Last night, the Montgomery County Education Association (MCEA) held a town hall with its members to share its recent discussions with MCPS on a range of issues, including MCPS’s plan to reopen schools. MCEA just put out the press release below summarizing its views on the reopening plan.

*****

MONTGOMERY COUNTY EDUCATORS CORRECT MISINFORMATION REGARDING PROPOSED SCHOOL REOPENINGS WITH SERIOUS CONCERNS OVER STUDENT AND COMMUNITY SAFETY

Summary of MCEA Position on Reopening

ROCKVILLE — The Montgomery County Public Schools (MCPS) plan to reopen schools is wholly inadequate to protect the health and safety of students and staff. Many questions about how to safely implement the plan remain unanswered and there are discrepancies between what MCPS leaders told the public during a July 15 virtual town hall, and what they are telling the teachers from the Montgomery County Education Association (MCEA) who are trying to work with MCPS to come up with a way to ensure student and staff safety.

Masking, social distancing, and enhanced cleaning are the three pillars on which the MCPS plan rests, and it fails in all three areas.

For example, MCPS is proposing supplying students and staff with two cloth masks for the entire school year. Disposable masks will be available if students or staff forget their mask or soil it, but only as long as supplies are available. The cloth masks must be cleaned after each use, but there is no way for teachers to determine whether a mask has been washed.

Mask wearing will be mandatory, but educators have no recourse beyond moral persuasion to enforce this requirement. MCPS says mask-wearing is a “wellness” issue and that teachers should stress to students that wearing a mask keeps everyone safer. If a child cannot be persuaded, MCPS suggests the teacher ask the school nurse or counselor for help, if one is available. MCPS has made clear this is not a “discipline” issue and that teachers should not send students to building administrators.

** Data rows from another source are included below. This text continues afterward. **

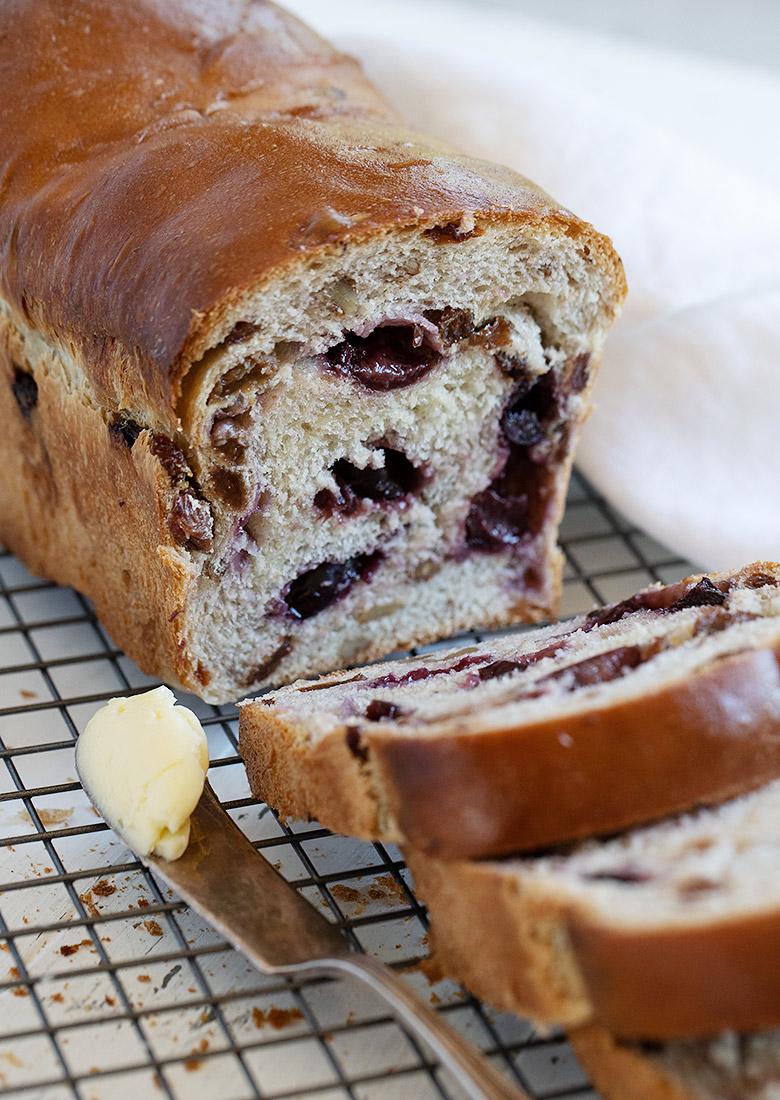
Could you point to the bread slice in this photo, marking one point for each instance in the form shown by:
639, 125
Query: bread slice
667, 931
729, 1066
650, 706
284, 385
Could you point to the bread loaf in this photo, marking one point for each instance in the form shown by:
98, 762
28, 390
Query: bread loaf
650, 706
285, 385
729, 1066
668, 931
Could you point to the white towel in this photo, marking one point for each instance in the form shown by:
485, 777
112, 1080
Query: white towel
678, 160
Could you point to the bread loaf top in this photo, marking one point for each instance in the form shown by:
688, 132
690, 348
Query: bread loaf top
163, 160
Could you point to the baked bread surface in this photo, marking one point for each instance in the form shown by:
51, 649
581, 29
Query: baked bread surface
205, 210
668, 931
665, 701
731, 1066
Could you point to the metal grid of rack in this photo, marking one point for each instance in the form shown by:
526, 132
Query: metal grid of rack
110, 987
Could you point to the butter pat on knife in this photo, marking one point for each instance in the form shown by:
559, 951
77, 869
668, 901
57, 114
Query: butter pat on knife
143, 761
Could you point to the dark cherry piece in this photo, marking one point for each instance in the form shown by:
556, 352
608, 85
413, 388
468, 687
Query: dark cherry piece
496, 520
450, 233
704, 594
380, 708
512, 508
390, 358
24, 389
319, 587
523, 427
600, 669
759, 580
393, 481
393, 680
503, 668
632, 875
124, 430
355, 745
190, 521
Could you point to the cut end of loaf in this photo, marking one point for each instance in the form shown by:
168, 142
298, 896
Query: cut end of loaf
384, 447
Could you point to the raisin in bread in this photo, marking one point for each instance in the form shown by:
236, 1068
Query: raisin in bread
667, 931
285, 384
665, 701
729, 1066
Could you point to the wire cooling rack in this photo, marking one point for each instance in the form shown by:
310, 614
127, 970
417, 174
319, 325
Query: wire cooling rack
110, 987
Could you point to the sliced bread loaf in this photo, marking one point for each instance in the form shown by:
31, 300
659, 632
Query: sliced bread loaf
668, 700
283, 383
731, 1066
667, 931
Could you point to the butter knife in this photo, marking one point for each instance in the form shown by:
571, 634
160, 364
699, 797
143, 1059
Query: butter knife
231, 884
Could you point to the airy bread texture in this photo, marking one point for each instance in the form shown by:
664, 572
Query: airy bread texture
663, 932
287, 385
666, 701
731, 1066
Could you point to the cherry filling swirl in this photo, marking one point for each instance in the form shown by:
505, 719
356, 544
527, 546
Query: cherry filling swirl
392, 355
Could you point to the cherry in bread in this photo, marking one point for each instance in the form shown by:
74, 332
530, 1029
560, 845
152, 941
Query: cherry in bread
668, 931
652, 705
284, 385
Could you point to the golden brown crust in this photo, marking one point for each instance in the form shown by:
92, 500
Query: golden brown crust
531, 952
509, 952
68, 483
624, 1073
456, 794
670, 982
223, 143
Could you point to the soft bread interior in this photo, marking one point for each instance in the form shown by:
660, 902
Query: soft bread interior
713, 865
559, 670
274, 424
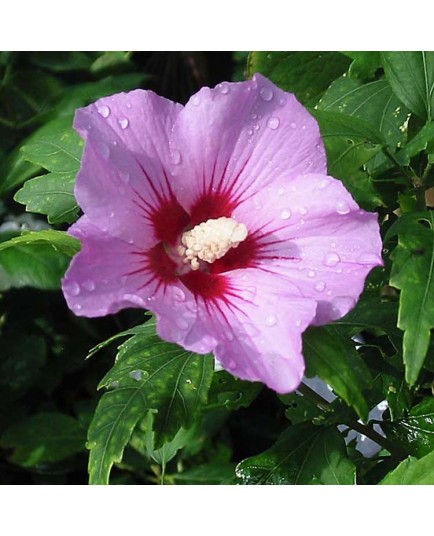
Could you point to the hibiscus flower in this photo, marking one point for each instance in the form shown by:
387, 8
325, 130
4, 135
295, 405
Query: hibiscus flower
220, 218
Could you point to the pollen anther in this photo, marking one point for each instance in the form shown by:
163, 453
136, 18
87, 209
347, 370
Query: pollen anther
211, 240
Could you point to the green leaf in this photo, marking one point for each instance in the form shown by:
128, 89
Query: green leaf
307, 74
58, 240
412, 471
365, 64
415, 432
334, 359
375, 103
58, 149
43, 438
148, 375
51, 194
411, 75
304, 454
231, 393
413, 273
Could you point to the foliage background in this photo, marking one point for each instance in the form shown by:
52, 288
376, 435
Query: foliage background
375, 112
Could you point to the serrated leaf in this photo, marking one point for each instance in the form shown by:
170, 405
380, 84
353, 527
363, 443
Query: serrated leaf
412, 471
375, 103
304, 454
58, 240
334, 359
411, 75
413, 273
51, 194
149, 375
43, 438
307, 74
414, 432
58, 150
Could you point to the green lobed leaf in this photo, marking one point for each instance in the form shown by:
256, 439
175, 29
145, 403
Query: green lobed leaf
51, 194
412, 471
304, 454
411, 75
415, 432
413, 273
148, 375
43, 438
334, 359
307, 74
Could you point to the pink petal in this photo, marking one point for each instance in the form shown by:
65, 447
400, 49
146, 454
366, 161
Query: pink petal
107, 275
256, 332
238, 138
312, 232
124, 181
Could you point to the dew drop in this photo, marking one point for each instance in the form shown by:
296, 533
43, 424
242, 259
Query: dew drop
223, 88
104, 150
273, 123
342, 208
104, 111
331, 259
125, 176
285, 214
319, 286
323, 183
182, 323
271, 321
178, 295
266, 93
175, 157
136, 375
73, 288
89, 285
123, 123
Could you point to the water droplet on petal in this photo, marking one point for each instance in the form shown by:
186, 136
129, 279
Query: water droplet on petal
342, 208
319, 286
271, 321
104, 150
175, 157
89, 285
125, 176
104, 111
73, 288
182, 323
323, 183
123, 123
266, 93
178, 295
223, 88
273, 123
136, 375
331, 259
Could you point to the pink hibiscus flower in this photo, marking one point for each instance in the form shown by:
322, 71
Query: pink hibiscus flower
220, 218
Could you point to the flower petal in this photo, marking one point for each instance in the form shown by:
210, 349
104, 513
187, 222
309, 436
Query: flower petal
310, 230
237, 138
123, 185
256, 331
109, 274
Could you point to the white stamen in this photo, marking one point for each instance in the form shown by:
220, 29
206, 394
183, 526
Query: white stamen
211, 240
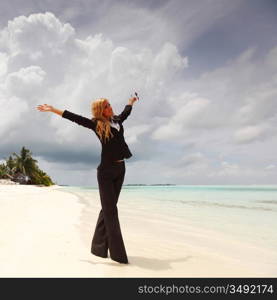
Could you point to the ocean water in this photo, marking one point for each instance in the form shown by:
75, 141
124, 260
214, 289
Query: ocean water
244, 212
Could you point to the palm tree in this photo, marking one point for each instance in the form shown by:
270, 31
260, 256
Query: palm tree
10, 166
24, 163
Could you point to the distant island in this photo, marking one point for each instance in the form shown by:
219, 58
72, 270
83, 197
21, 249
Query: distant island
23, 169
149, 184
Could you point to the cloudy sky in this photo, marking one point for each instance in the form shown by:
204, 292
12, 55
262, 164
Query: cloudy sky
206, 72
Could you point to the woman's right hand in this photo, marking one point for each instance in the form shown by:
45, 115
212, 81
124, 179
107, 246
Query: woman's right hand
45, 107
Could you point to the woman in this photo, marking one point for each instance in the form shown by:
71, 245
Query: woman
110, 172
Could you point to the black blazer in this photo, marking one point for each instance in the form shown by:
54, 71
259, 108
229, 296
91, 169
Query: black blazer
113, 149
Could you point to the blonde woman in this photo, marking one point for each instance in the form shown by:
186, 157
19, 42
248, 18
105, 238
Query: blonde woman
110, 172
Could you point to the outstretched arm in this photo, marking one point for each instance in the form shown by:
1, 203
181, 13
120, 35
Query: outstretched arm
88, 123
127, 110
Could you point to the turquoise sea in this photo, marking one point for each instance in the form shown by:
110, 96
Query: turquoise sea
245, 212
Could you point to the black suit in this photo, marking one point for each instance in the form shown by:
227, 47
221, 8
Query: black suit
110, 177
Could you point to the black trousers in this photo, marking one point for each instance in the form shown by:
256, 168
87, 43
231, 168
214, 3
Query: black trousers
107, 233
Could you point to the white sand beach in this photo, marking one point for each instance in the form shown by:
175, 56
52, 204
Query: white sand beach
46, 232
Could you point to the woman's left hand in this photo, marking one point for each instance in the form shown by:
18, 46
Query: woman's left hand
132, 100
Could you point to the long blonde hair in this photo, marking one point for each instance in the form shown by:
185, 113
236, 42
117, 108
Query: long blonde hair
103, 127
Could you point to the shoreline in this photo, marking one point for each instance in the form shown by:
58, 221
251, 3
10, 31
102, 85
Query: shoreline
47, 233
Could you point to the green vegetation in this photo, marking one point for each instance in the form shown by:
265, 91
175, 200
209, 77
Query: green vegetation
23, 168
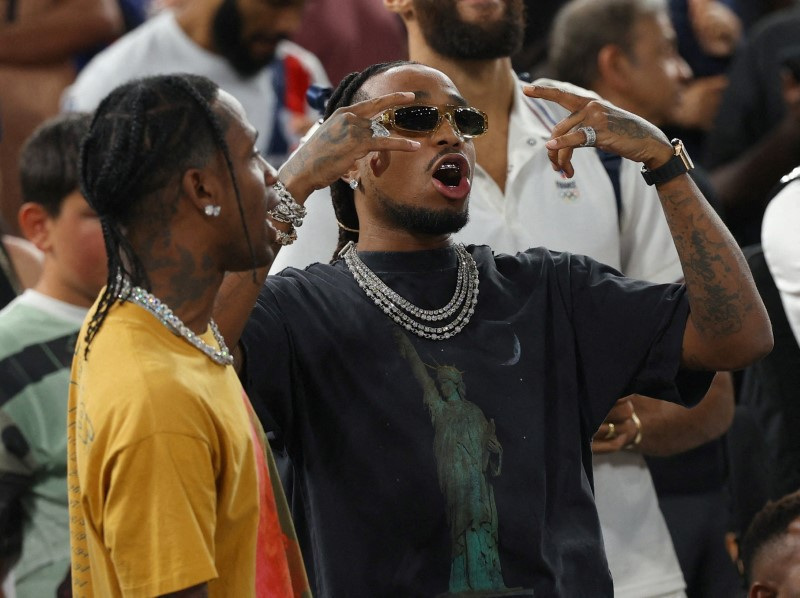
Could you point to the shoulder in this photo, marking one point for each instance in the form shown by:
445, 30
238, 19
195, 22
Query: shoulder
131, 56
534, 262
781, 220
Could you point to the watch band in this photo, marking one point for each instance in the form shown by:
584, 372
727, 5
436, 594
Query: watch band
680, 163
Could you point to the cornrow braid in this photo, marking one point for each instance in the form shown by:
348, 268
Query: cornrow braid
346, 93
769, 524
143, 136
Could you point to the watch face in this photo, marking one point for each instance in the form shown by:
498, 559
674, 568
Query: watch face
679, 164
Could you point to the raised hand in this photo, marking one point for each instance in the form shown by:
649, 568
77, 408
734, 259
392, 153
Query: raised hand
341, 140
616, 130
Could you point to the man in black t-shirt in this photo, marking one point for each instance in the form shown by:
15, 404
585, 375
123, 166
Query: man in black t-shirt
401, 499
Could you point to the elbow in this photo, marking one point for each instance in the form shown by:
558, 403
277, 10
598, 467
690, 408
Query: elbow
751, 348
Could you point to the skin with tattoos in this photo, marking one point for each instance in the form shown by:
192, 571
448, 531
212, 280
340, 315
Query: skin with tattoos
728, 326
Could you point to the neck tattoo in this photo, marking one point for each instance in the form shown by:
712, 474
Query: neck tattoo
173, 323
458, 310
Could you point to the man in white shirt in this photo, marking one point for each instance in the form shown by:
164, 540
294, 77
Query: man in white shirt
239, 44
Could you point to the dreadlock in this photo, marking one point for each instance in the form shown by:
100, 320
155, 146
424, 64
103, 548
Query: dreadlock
346, 93
144, 135
770, 524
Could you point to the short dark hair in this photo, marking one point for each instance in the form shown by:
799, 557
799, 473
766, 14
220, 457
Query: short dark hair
346, 93
144, 135
767, 527
583, 27
48, 160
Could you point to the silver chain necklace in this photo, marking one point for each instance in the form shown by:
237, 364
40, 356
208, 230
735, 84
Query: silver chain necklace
173, 323
458, 310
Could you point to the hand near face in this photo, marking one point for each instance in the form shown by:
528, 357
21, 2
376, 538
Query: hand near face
618, 131
341, 140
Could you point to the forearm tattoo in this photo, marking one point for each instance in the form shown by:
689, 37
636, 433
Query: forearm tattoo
712, 280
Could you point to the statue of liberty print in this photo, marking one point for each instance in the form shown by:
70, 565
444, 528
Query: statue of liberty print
467, 454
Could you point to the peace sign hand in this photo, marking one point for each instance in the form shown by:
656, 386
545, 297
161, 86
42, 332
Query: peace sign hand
616, 130
340, 140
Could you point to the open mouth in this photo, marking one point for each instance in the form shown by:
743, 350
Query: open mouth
451, 177
451, 170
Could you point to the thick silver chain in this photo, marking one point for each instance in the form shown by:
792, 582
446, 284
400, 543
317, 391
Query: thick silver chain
460, 308
160, 310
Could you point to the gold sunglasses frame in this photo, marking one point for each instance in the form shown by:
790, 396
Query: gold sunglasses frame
447, 111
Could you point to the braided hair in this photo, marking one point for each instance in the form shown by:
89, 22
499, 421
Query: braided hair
767, 527
144, 135
346, 93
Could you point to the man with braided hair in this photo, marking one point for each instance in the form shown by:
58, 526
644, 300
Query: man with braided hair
771, 550
171, 487
547, 343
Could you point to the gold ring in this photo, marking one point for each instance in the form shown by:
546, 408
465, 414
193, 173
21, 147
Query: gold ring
638, 438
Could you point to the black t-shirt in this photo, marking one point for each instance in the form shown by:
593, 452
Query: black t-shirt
477, 476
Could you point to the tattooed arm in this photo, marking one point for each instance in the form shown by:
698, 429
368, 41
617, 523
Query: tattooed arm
728, 327
328, 154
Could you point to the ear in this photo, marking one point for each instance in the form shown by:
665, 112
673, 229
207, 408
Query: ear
34, 222
404, 8
613, 68
200, 187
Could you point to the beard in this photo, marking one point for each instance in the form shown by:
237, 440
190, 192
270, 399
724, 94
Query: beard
230, 43
451, 37
423, 220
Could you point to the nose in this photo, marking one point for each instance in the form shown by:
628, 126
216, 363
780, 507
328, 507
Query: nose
447, 132
684, 70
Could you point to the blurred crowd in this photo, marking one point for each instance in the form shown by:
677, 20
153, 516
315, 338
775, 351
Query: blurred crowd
677, 495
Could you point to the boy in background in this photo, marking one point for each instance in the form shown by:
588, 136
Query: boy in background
38, 331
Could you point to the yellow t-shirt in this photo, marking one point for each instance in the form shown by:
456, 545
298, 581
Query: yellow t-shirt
163, 470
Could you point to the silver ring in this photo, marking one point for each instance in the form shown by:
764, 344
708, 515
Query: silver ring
378, 130
591, 136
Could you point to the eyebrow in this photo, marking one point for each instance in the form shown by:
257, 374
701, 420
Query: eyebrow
454, 97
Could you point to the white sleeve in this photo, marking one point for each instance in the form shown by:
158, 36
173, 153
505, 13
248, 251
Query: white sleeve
646, 246
316, 239
781, 244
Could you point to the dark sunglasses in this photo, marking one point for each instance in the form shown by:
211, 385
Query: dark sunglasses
468, 122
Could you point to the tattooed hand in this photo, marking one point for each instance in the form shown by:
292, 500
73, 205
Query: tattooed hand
617, 130
341, 140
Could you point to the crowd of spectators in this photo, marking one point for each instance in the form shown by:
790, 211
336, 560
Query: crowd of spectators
676, 488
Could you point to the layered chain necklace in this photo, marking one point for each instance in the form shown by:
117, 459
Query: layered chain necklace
173, 323
456, 313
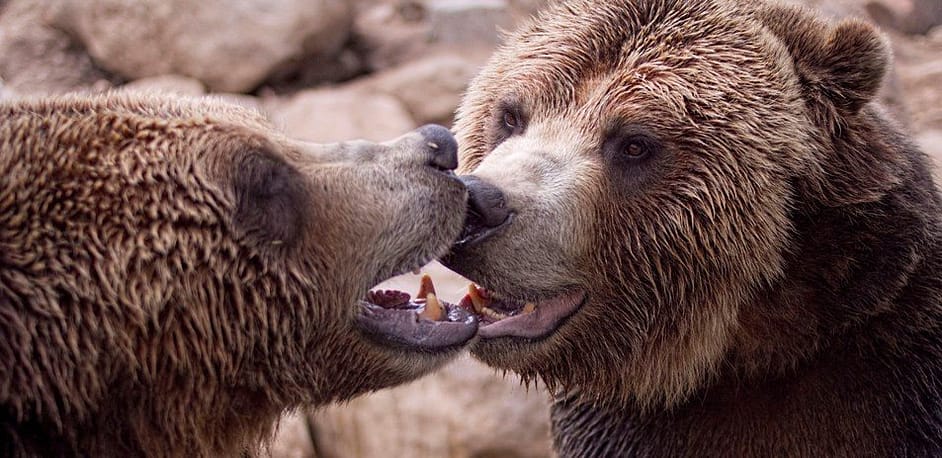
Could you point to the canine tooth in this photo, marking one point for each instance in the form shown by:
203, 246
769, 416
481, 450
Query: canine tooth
477, 301
425, 287
433, 309
491, 313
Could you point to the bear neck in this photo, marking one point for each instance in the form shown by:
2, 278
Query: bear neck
857, 312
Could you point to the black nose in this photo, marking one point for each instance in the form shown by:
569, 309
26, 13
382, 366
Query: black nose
487, 210
441, 145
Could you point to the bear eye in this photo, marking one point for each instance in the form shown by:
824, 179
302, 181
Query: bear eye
631, 148
635, 149
510, 120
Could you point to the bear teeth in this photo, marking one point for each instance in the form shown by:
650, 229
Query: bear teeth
425, 287
433, 308
493, 314
477, 301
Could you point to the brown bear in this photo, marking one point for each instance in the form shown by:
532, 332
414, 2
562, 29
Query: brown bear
692, 221
175, 274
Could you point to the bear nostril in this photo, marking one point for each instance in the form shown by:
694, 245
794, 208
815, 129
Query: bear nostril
487, 209
441, 146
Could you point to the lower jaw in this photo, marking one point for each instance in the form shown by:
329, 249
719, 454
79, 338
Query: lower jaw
543, 321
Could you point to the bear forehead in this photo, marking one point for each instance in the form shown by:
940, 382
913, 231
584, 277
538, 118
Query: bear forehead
623, 51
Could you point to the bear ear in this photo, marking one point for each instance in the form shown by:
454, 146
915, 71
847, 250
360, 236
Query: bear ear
270, 198
842, 65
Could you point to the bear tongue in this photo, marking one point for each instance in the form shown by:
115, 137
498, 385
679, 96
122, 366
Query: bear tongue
426, 300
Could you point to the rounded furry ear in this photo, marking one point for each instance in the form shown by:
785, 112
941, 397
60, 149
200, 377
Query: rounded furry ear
842, 65
270, 198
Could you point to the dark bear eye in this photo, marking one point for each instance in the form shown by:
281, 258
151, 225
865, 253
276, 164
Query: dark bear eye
635, 149
511, 121
630, 146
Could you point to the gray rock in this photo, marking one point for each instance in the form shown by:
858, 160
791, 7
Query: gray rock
37, 58
457, 22
172, 84
430, 88
229, 46
331, 115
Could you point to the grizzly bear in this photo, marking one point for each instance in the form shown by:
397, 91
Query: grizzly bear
175, 274
691, 220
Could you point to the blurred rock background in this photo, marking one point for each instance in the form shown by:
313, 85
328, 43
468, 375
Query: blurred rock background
329, 70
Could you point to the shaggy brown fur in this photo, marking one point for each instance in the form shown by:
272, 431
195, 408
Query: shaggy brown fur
175, 274
763, 279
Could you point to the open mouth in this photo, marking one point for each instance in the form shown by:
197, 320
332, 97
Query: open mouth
503, 317
424, 322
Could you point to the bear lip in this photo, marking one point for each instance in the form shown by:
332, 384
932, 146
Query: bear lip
501, 317
394, 318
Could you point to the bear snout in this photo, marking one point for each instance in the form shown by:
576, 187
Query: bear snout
487, 211
440, 147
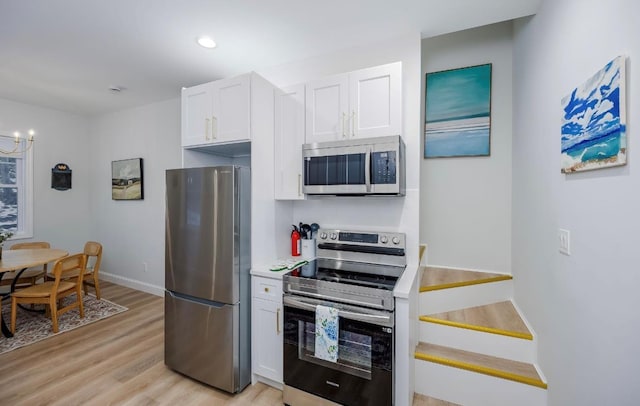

Students will eat lunch in their classrooms–unmasked. It is unclear who will monitor students during lunch, and teachers/students will be responsible for “sanitizing” the space after eating.

For social distancing, MCPS is requiring six feet between student desks in classrooms. MCPS has posted videos showing adults pretending to be students sitting in classrooms and lining up when they arrive at school, but MCEA representatives who have visited elementary schools to look at classroom set ups have yet to find one large enough to safely accommodate students, even if class sizes are halved, as MCPS proposes. Limited bus seating means schools will have to stagger arrival and departure times, further complicating social distancing. It is unclear how schools will safely conduct mandatory drills, including fire drills and those required for active shooter threats and inclement weather.

Enhanced cleaning and frequent hand washing also fall far short. Contrary to what MCPS has told the public, free-standing, hands-free sanitizer stations will not be available at school entrances because of their difficulty to obtain. Because no additional funds have been designated to beef up custodial staffing, teachers and students will be primarily responsible for wiping down surfaces between classes. This assumes adequate cleaning supplies will be available. Building services staff will clean “high contacts” areas, but given limited time, it is likely places like bathrooms will be cleaned just twice a day. A weekly “deep clean” on Wednesday does little to protect students and staff throughout the school day on Monday and Tuesday, or Thursday and Friday.

A plan replete with shortcomings cannot ensure the health and safety of students or staff. If MCPS leaders persist with this terribly flawed reopening, they will do so, leaving educators with an untenable choice: our jobs or our health and the health of the people we love.